European ‘Village Life in Kashmir’, 1760

Village Life in Kashmir, c. 1760. By Mughal painter Mir Kalan Khan. A painting imitating European style, explaining why Kashmiri village here looks more like an alpine village.

Via: British Library:

“Gouache painting with gold of village life in Kashmir, by Mir Kalan Khan, working in the Lucknow/Faizabad style, c.1760. Inscribed on the border in Persian: ‘majlis-i kashmir, ‘amal-i mir kalan’ (A Kashmiri assembly, the work of Mir Kalan).
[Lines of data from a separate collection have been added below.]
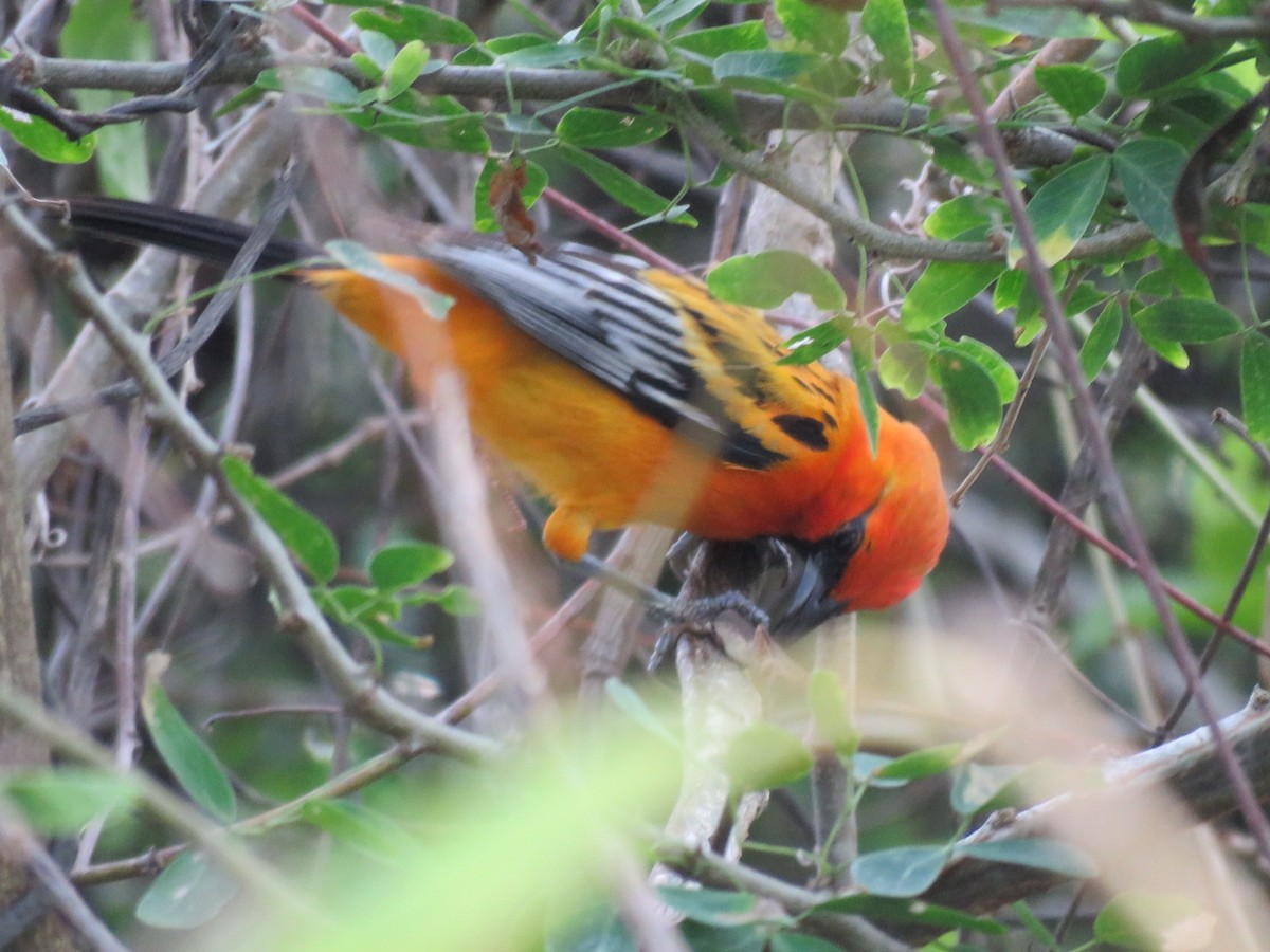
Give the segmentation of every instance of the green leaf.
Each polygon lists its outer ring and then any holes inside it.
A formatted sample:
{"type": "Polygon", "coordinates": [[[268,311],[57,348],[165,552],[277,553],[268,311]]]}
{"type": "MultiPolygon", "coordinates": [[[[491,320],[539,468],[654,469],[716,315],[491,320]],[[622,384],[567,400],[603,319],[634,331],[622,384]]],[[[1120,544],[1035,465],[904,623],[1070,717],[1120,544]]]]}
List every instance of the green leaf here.
{"type": "Polygon", "coordinates": [[[1270,443],[1270,340],[1260,331],[1247,334],[1240,349],[1240,393],[1248,435],[1270,443]]]}
{"type": "Polygon", "coordinates": [[[1036,918],[1036,914],[1029,909],[1026,902],[1019,900],[1017,902],[1012,902],[1010,909],[1013,910],[1013,914],[1024,924],[1024,928],[1033,934],[1033,938],[1045,947],[1046,952],[1063,952],[1063,946],[1054,938],[1054,933],[1045,928],[1045,924],[1036,918]]]}
{"type": "Polygon", "coordinates": [[[771,943],[771,927],[766,923],[724,927],[690,919],[679,927],[679,934],[692,952],[768,952],[771,943]]]}
{"type": "Polygon", "coordinates": [[[644,727],[649,734],[660,737],[676,750],[683,746],[679,739],[665,726],[665,722],[653,712],[653,708],[645,703],[644,698],[632,687],[624,684],[617,678],[608,678],[605,682],[605,693],[613,702],[613,707],[644,727]]]}
{"type": "Polygon", "coordinates": [[[930,377],[927,350],[909,340],[899,340],[883,352],[878,377],[884,387],[898,390],[909,400],[917,397],[930,377]]]}
{"type": "Polygon", "coordinates": [[[1120,329],[1124,325],[1124,308],[1116,300],[1107,301],[1102,314],[1090,327],[1090,335],[1081,344],[1081,371],[1085,373],[1085,382],[1090,383],[1106,366],[1107,358],[1115,350],[1120,340],[1120,329]]]}
{"type": "Polygon", "coordinates": [[[319,583],[330,581],[339,569],[339,548],[330,529],[318,517],[305,512],[278,490],[251,472],[250,465],[236,456],[221,461],[230,486],[278,533],[282,545],[300,560],[319,583]]]}
{"type": "Polygon", "coordinates": [[[373,556],[367,570],[381,592],[400,592],[418,585],[455,564],[455,557],[431,542],[404,542],[385,546],[373,556]]]}
{"type": "Polygon", "coordinates": [[[861,915],[866,919],[888,919],[898,923],[935,925],[941,929],[974,929],[986,935],[1001,935],[1006,927],[993,919],[984,919],[959,909],[950,909],[936,902],[913,901],[911,899],[890,899],[860,894],[831,899],[813,906],[808,913],[837,913],[841,915],[861,915]]]}
{"type": "Polygon", "coordinates": [[[931,887],[949,850],[945,847],[895,847],[865,853],[851,864],[851,878],[875,896],[907,899],[931,887]]]}
{"type": "Polygon", "coordinates": [[[987,443],[1001,426],[1001,391],[977,360],[960,350],[941,347],[931,360],[931,377],[944,391],[949,432],[961,449],[987,443]]]}
{"type": "Polygon", "coordinates": [[[817,56],[786,53],[780,50],[742,50],[724,53],[714,61],[714,77],[723,84],[735,80],[789,83],[819,63],[817,56]]]}
{"type": "Polygon", "coordinates": [[[881,414],[878,410],[878,395],[874,393],[869,372],[872,369],[872,355],[878,345],[871,331],[857,334],[851,341],[851,376],[856,381],[856,397],[860,400],[860,414],[865,418],[865,432],[869,434],[869,452],[878,453],[878,430],[881,426],[881,414]]]}
{"type": "MultiPolygon", "coordinates": [[[[1176,248],[1157,248],[1156,255],[1160,258],[1160,270],[1167,275],[1170,284],[1170,291],[1163,296],[1171,297],[1177,291],[1186,297],[1213,300],[1213,286],[1208,283],[1208,275],[1190,255],[1176,248]]],[[[1151,275],[1143,275],[1143,281],[1148,277],[1151,275]]]]}
{"type": "Polygon", "coordinates": [[[0,128],[13,136],[18,145],[50,162],[66,165],[86,162],[97,147],[95,133],[72,141],[56,126],[13,107],[0,108],[0,128]]]}
{"type": "MultiPolygon", "coordinates": [[[[66,25],[57,34],[58,53],[70,60],[150,62],[154,38],[150,24],[133,15],[131,0],[83,0],[71,4],[66,25]]],[[[84,112],[102,112],[127,98],[108,89],[76,89],[75,102],[84,112]]],[[[150,147],[144,123],[107,126],[93,133],[97,141],[97,170],[108,195],[149,201],[150,147]]]]}
{"type": "Polygon", "coordinates": [[[875,776],[884,781],[917,781],[933,777],[956,764],[961,759],[961,751],[960,744],[941,744],[925,750],[913,750],[878,768],[875,776]]]}
{"type": "Polygon", "coordinates": [[[396,57],[396,43],[377,29],[363,29],[359,34],[362,52],[382,74],[396,57]]]}
{"type": "Polygon", "coordinates": [[[1020,773],[1022,773],[1021,767],[965,764],[952,781],[950,793],[952,809],[963,816],[973,816],[991,803],[1020,773]]]}
{"type": "Polygon", "coordinates": [[[851,758],[851,776],[861,786],[878,787],[879,790],[903,787],[908,781],[886,779],[878,776],[878,772],[894,759],[884,754],[870,754],[867,750],[857,750],[855,757],[851,758]]]}
{"type": "Polygon", "coordinates": [[[405,836],[400,824],[349,800],[309,800],[300,806],[300,819],[380,861],[400,849],[405,836]]]}
{"type": "Polygon", "coordinates": [[[411,39],[384,71],[382,99],[390,102],[405,93],[419,79],[432,53],[422,39],[411,39]]]}
{"type": "Polygon", "coordinates": [[[850,331],[851,322],[842,317],[831,317],[827,321],[820,321],[814,327],[800,330],[781,344],[789,353],[776,363],[801,367],[813,360],[819,360],[826,354],[833,353],[842,347],[850,331]]]}
{"type": "Polygon", "coordinates": [[[1160,241],[1179,248],[1173,189],[1186,165],[1186,150],[1171,138],[1138,138],[1115,150],[1114,162],[1133,213],[1160,241]]]}
{"type": "Polygon", "coordinates": [[[194,734],[194,729],[180,716],[159,683],[166,666],[166,655],[152,654],[146,658],[141,715],[150,739],[182,790],[221,823],[232,823],[237,815],[234,787],[211,748],[194,734]]]}
{"type": "Polygon", "coordinates": [[[682,206],[672,206],[657,192],[635,182],[630,175],[603,159],[584,152],[565,142],[554,150],[555,155],[591,179],[610,198],[621,202],[639,215],[652,221],[669,221],[674,225],[697,223],[696,218],[683,211],[682,206]]]}
{"type": "MultiPolygon", "coordinates": [[[[377,254],[359,241],[335,239],[323,245],[323,250],[349,270],[354,270],[362,277],[413,297],[433,320],[444,320],[446,315],[450,314],[451,306],[455,303],[452,297],[438,294],[405,272],[389,268],[377,254]]],[[[334,575],[334,570],[331,570],[331,575],[334,575]]],[[[320,579],[320,581],[329,581],[330,578],[326,576],[325,579],[320,579]]]]}
{"type": "MultiPolygon", "coordinates": [[[[525,202],[526,208],[532,208],[538,198],[542,197],[544,189],[547,187],[547,174],[546,170],[537,162],[525,161],[525,189],[521,192],[521,201],[525,202]]],[[[493,180],[494,175],[503,169],[503,160],[490,156],[485,160],[484,168],[480,170],[480,175],[476,178],[476,190],[472,197],[472,203],[475,206],[475,218],[472,227],[476,231],[484,234],[494,234],[498,231],[498,220],[494,217],[494,209],[489,204],[489,183],[493,180]]]]}
{"type": "Polygon", "coordinates": [[[913,32],[904,0],[867,0],[860,14],[860,28],[878,50],[878,69],[897,93],[913,88],[916,63],[913,32]]]}
{"type": "Polygon", "coordinates": [[[644,24],[662,29],[674,23],[687,23],[709,5],[710,0],[662,0],[644,14],[644,24]]]}
{"type": "Polygon", "coordinates": [[[1036,84],[1073,119],[1096,109],[1107,94],[1107,81],[1102,79],[1102,74],[1085,63],[1038,66],[1036,84]]]}
{"type": "Polygon", "coordinates": [[[1243,330],[1243,324],[1215,301],[1171,297],[1133,314],[1133,324],[1148,343],[1205,344],[1243,330]]]}
{"type": "Polygon", "coordinates": [[[851,724],[851,704],[842,678],[828,668],[817,668],[806,682],[808,707],[818,745],[851,757],[860,746],[860,732],[851,724]]]}
{"type": "Polygon", "coordinates": [[[997,279],[997,287],[992,289],[993,310],[1001,314],[1011,307],[1019,307],[1024,292],[1030,291],[1030,287],[1027,272],[1006,272],[997,279]]]}
{"type": "Polygon", "coordinates": [[[471,46],[476,42],[470,27],[427,6],[399,4],[380,10],[354,10],[349,19],[356,27],[373,29],[396,43],[418,39],[444,46],[471,46]]]}
{"type": "Polygon", "coordinates": [[[480,599],[466,585],[446,585],[444,592],[433,599],[433,604],[446,614],[461,617],[480,614],[480,599]]]}
{"type": "Polygon", "coordinates": [[[970,843],[956,848],[959,857],[973,857],[989,863],[1011,863],[1035,869],[1049,869],[1059,876],[1087,880],[1097,876],[1099,867],[1088,853],[1057,839],[1001,839],[970,843]]]}
{"type": "Polygon", "coordinates": [[[988,230],[1006,217],[1006,206],[999,198],[982,194],[958,195],[941,203],[926,216],[922,227],[935,239],[952,241],[964,239],[982,241],[988,230]]]}
{"type": "Polygon", "coordinates": [[[1116,89],[1125,99],[1147,98],[1206,70],[1229,48],[1228,39],[1195,39],[1179,33],[1134,43],[1115,65],[1116,89]]]}
{"type": "Polygon", "coordinates": [[[502,53],[498,62],[507,67],[516,69],[552,69],[568,66],[591,56],[594,51],[591,47],[578,43],[544,43],[541,46],[525,47],[509,53],[502,53]]]}
{"type": "Polygon", "coordinates": [[[724,53],[744,50],[766,50],[767,32],[761,20],[745,20],[726,27],[707,27],[706,29],[683,33],[676,37],[673,47],[690,53],[697,53],[714,60],[724,53]]]}
{"type": "Polygon", "coordinates": [[[776,0],[775,9],[776,19],[795,39],[829,56],[838,56],[847,48],[851,30],[842,10],[813,6],[804,0],[776,0]]]}
{"type": "Polygon", "coordinates": [[[733,737],[723,767],[738,790],[771,790],[805,777],[812,751],[784,727],[758,721],[733,737]]]}
{"type": "Polygon", "coordinates": [[[187,849],[142,894],[137,919],[156,929],[193,929],[215,918],[235,892],[237,883],[206,853],[187,849]]]}
{"type": "Polygon", "coordinates": [[[44,767],[0,779],[0,792],[33,829],[48,835],[79,833],[86,823],[137,798],[137,784],[122,773],[83,767],[44,767]]]}
{"type": "MultiPolygon", "coordinates": [[[[1095,155],[1046,182],[1027,203],[1041,260],[1046,265],[1067,258],[1085,235],[1111,176],[1111,159],[1095,155]]],[[[1019,235],[1010,239],[1006,260],[1013,268],[1024,255],[1019,235]]]]}
{"type": "Polygon", "coordinates": [[[954,8],[952,18],[958,23],[972,23],[989,30],[999,30],[1001,39],[993,46],[1005,46],[1019,36],[1045,39],[1082,39],[1099,36],[1099,22],[1078,10],[1055,8],[988,10],[983,4],[972,4],[954,8]]]}
{"type": "Polygon", "coordinates": [[[997,385],[997,393],[1001,396],[1002,404],[1008,404],[1019,393],[1019,374],[1015,373],[1015,368],[1010,366],[1010,362],[1005,357],[982,340],[960,338],[947,347],[950,350],[970,358],[988,372],[993,383],[997,385]]]}
{"type": "Polygon", "coordinates": [[[624,149],[653,142],[669,129],[658,116],[575,105],[560,117],[556,135],[579,149],[624,149]]]}
{"type": "Polygon", "coordinates": [[[337,112],[359,129],[415,149],[471,155],[485,155],[490,149],[484,117],[465,109],[453,96],[423,96],[409,89],[387,103],[337,112]]]}
{"type": "Polygon", "coordinates": [[[754,910],[754,897],[748,892],[658,886],[657,895],[686,919],[706,925],[735,925],[738,916],[754,910]]]}
{"type": "Polygon", "coordinates": [[[931,261],[899,307],[899,326],[926,330],[965,307],[1005,272],[1001,261],[931,261]]]}
{"type": "Polygon", "coordinates": [[[311,96],[333,105],[353,105],[361,98],[361,90],[345,76],[320,66],[264,70],[255,81],[264,89],[311,96]]]}
{"type": "Polygon", "coordinates": [[[737,255],[706,274],[706,287],[720,301],[771,310],[790,294],[810,294],[822,311],[841,311],[847,296],[827,268],[798,251],[776,249],[737,255]]]}
{"type": "Polygon", "coordinates": [[[768,952],[842,952],[842,946],[799,932],[779,932],[767,943],[768,952]]]}
{"type": "Polygon", "coordinates": [[[1181,948],[1170,934],[1191,938],[1185,948],[1209,948],[1217,928],[1217,916],[1195,904],[1189,896],[1132,890],[1104,906],[1093,920],[1093,935],[1120,948],[1166,952],[1181,948]]]}

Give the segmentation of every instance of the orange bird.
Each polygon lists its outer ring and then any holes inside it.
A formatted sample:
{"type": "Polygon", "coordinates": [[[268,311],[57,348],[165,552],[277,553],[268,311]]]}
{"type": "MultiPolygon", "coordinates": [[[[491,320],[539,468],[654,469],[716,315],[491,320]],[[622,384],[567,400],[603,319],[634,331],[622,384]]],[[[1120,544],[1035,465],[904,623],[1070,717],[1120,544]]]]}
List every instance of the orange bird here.
{"type": "MultiPolygon", "coordinates": [[[[72,201],[70,222],[222,263],[250,234],[113,199],[72,201]]],[[[855,383],[777,363],[786,350],[761,311],[579,245],[531,261],[494,240],[447,236],[417,255],[377,255],[453,300],[432,315],[403,282],[312,263],[323,255],[272,239],[258,265],[296,264],[405,360],[418,390],[453,367],[472,429],[555,505],[544,542],[564,559],[582,557],[592,531],[632,522],[771,539],[801,562],[796,597],[773,618],[785,631],[892,605],[939,560],[949,513],[930,442],[883,411],[871,452],[855,383]]]]}

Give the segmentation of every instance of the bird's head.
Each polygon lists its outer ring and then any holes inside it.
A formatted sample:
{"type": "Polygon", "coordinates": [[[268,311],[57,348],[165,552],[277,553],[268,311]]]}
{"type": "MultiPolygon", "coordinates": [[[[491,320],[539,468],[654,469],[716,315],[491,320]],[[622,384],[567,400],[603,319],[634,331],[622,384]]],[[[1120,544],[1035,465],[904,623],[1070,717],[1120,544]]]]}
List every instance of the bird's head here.
{"type": "MultiPolygon", "coordinates": [[[[921,430],[884,414],[876,454],[867,461],[856,456],[846,466],[875,467],[871,498],[847,500],[848,517],[828,531],[772,539],[781,559],[796,562],[785,572],[780,604],[771,605],[773,627],[782,633],[809,631],[842,612],[895,604],[917,589],[944,551],[947,499],[935,448],[921,430]]],[[[856,493],[859,476],[859,470],[847,471],[839,482],[856,493]]]]}

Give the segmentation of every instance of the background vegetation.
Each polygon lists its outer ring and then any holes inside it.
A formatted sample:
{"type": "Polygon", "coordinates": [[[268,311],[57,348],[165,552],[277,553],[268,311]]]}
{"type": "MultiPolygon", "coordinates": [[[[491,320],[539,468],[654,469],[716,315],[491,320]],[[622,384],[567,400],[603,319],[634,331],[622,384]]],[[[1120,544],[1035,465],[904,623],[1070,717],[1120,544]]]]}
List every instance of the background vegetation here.
{"type": "MultiPolygon", "coordinates": [[[[1264,947],[1259,6],[30,0],[0,36],[0,943],[1264,947]],[[645,674],[655,622],[542,553],[461,413],[288,284],[71,254],[56,199],[98,193],[705,274],[931,434],[952,543],[792,663],[645,674]]],[[[669,541],[602,555],[673,592],[669,541]]]]}

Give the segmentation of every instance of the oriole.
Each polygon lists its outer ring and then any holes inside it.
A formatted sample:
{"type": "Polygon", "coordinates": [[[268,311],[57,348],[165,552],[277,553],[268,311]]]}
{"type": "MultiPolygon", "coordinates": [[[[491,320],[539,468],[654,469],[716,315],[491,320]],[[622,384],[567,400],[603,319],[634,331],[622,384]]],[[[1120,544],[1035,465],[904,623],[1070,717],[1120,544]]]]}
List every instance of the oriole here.
{"type": "MultiPolygon", "coordinates": [[[[227,263],[250,230],[110,199],[70,203],[76,228],[227,263]]],[[[321,259],[273,239],[259,267],[321,259]]],[[[578,245],[531,261],[489,239],[378,255],[453,298],[418,296],[340,267],[304,264],[318,288],[417,388],[452,362],[474,430],[555,505],[544,542],[580,557],[593,529],[650,522],[709,539],[777,539],[798,553],[786,626],[885,608],[935,566],[949,531],[939,461],[916,426],[883,413],[870,451],[855,383],[786,366],[762,312],[698,281],[578,245]]]]}

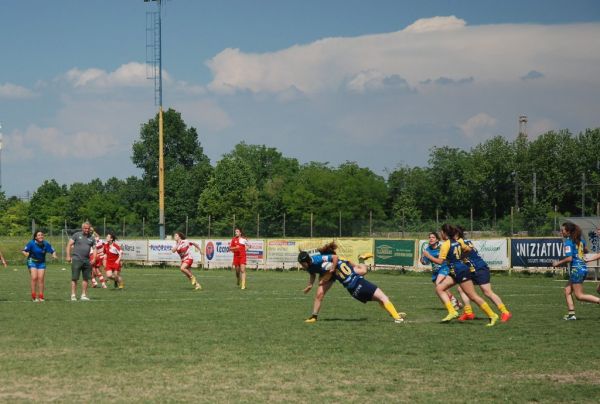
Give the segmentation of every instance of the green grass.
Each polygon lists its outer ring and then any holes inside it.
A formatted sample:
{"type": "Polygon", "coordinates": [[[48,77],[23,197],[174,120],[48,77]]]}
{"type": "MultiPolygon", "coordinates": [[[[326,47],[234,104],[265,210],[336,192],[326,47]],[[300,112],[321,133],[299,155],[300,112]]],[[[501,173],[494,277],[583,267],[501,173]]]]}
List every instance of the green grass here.
{"type": "MultiPolygon", "coordinates": [[[[302,272],[126,268],[126,289],[70,302],[69,269],[29,301],[28,272],[0,270],[0,401],[590,402],[600,397],[600,307],[566,322],[563,282],[497,276],[508,324],[440,324],[426,275],[370,273],[408,313],[394,324],[335,285],[320,320],[302,272]],[[596,397],[596,398],[594,398],[596,397]]],[[[595,293],[592,283],[587,291],[595,293]]],[[[482,314],[478,313],[479,317],[482,314]]]]}

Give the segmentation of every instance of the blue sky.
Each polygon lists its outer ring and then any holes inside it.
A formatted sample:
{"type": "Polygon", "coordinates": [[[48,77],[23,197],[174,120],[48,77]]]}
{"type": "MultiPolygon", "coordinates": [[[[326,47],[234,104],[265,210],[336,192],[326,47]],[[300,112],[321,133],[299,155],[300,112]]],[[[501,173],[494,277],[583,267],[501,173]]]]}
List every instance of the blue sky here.
{"type": "MultiPolygon", "coordinates": [[[[216,162],[246,141],[385,175],[434,145],[600,126],[597,1],[163,2],[164,105],[216,162]]],[[[139,175],[142,0],[2,0],[8,195],[139,175]]]]}

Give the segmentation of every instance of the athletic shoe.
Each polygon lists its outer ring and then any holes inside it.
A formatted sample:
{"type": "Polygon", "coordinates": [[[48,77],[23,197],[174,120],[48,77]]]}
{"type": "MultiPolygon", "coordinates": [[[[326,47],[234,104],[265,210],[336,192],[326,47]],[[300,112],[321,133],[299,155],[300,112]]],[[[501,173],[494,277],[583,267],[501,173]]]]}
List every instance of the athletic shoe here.
{"type": "Polygon", "coordinates": [[[498,315],[494,313],[494,317],[490,318],[490,322],[487,323],[485,326],[493,327],[496,325],[496,323],[498,322],[499,319],[500,319],[500,317],[498,317],[498,315]]]}
{"type": "Polygon", "coordinates": [[[441,322],[442,323],[449,323],[450,321],[454,320],[457,317],[458,317],[458,312],[455,311],[453,313],[448,314],[446,317],[444,317],[441,322]]]}
{"type": "Polygon", "coordinates": [[[471,313],[471,314],[463,313],[458,318],[458,321],[469,321],[469,320],[475,320],[475,313],[471,313]]]}

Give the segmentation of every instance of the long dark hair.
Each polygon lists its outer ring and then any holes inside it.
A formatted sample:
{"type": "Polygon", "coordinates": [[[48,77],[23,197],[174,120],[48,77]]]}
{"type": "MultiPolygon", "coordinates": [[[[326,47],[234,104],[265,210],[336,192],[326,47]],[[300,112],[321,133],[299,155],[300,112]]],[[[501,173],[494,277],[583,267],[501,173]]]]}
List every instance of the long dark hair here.
{"type": "Polygon", "coordinates": [[[573,240],[575,245],[579,245],[579,243],[581,243],[581,227],[572,222],[564,222],[562,226],[567,233],[569,233],[569,237],[573,240]]]}
{"type": "Polygon", "coordinates": [[[458,231],[456,229],[456,227],[452,226],[451,224],[448,223],[444,223],[441,227],[441,230],[446,233],[446,236],[448,236],[448,238],[454,238],[454,235],[456,234],[456,232],[458,231]]]}
{"type": "Polygon", "coordinates": [[[323,255],[335,254],[335,251],[337,250],[337,244],[335,243],[335,241],[332,241],[331,243],[325,244],[318,250],[323,255]]]}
This painting depicts scenes of village life and in the centre a group of people are shown gathering grapes and wood while also cooking. On either side are several multi-storied buildings, and numerous waterways can be seen in the distance with buildings on the land in between. Mir Kalan Khan’s distinctive Europeanised style was adopted by other Lucknow artists, yet this kind of scene and subject matter remained unique to Khan. The source of his European influence is uncertain, but his extensive scenes often relate to Dutch and Flemish paintings. The facial type is distinctive, with frequent use of three-quarter face instead of profile. The artists place of origin is uncertain, but he may have been trained at the Delhi court, indicating that he came to Faizabad or Lucknow later in his life.”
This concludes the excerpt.